The Duke walked forward with the same controlled calm he brought into every room, every conversation, every threat.
He stopped in front of the steward, accepted the velvet tray, and turned.
His gaze found mine immediately.
I stood because remaining seated felt like a fast way to humiliate myself.
"Your Grace," I said.
"Viscount."
His tone was mild. Almost formal. Almost.
The steward, who had suddenly developed a powerful interest in not existing, retreated three steps and nearly disappeared behind a candelabrum.
Darius looked down at the ring resting on the velvet.
Then he extended the tray toward me.
For a second, I thought I had misunderstood.
"You bought it," I said.
"Yes."
"And now you are giving it back."
"Yes."
That was somehow worse than if he had kept it.

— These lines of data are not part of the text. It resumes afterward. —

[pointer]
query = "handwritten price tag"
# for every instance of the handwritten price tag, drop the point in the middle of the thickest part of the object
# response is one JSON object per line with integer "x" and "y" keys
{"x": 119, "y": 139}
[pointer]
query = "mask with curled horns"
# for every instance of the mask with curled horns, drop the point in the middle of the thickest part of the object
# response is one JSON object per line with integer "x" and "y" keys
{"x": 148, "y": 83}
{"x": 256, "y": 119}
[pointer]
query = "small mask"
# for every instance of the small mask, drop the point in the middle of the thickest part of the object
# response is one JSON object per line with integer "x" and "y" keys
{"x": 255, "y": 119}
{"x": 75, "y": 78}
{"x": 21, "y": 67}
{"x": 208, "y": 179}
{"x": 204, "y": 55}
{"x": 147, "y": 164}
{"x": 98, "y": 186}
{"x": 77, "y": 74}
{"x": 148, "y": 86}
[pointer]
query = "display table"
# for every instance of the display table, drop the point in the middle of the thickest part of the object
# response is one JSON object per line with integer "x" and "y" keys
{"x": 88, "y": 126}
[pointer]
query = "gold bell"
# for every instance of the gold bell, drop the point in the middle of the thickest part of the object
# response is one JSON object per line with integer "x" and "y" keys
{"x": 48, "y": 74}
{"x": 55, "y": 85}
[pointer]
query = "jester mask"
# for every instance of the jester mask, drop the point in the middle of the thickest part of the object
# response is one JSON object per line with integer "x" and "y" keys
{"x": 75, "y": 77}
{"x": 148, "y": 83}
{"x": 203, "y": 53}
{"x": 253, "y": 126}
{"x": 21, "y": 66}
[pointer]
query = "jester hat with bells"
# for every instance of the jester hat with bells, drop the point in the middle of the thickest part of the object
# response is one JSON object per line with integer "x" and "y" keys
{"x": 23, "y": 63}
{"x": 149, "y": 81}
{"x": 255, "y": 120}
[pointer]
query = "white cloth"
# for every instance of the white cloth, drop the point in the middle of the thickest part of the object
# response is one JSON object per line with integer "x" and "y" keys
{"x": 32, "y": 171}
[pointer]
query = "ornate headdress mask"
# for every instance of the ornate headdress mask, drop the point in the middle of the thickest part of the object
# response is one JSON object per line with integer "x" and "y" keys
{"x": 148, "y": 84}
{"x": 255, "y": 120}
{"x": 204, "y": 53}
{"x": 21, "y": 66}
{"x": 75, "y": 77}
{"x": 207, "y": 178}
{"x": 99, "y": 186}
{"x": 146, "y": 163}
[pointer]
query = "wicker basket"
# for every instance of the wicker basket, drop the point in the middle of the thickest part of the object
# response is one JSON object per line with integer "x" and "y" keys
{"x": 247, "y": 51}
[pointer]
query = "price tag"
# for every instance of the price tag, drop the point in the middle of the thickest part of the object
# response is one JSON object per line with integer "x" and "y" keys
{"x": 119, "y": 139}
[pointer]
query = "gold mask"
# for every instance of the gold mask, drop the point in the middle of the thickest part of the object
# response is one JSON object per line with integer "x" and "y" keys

The room was still listening. Pretending not to, but listening all the same.
I did not reach for the ring.
"Why?"
It was the wrong question to ask in public.
I knew that the moment it left my mouth.
Darius's eyes did not leave mine.
"Consider it an advance," he said calmly, "on our engagement."
No one breathed.
I heard the words. I understood the words. But for one stunned second my mind refused to place them into any reasonable order.
Our engagement.
Somewhere to my left, someone dropped a glass.
The sound shattered the silence, but not the shock.
Harren had gone pale.
Eli, standing half a step behind me now, looked like a man watching his own funeral.
The Duke still held the ring out between us, patient and utterly certain.
The entire room was waiting to see what I would do.
So, apparently, was he.
I took the ring.
Because refusing him after that line would have required either courage or insanity, and I was not entirely sure I possessed enough of either.
The silver was cold against my palm.
Darius inclined his head once, as if the matter were settled.
Maybe to him, it was.
Then he turned and walked away, leaving five hundred gold behind him like a casual insult to every other bidder in the room.
The whispers began before he even reached the door.
I closed my fingers around the ring and stared after him, suddenly certain that the auction had done exactly what I wanted.
It had made me visible.
What I had not accounted for was the fact that Darius had no intention of letting that visibility belong to anyone else.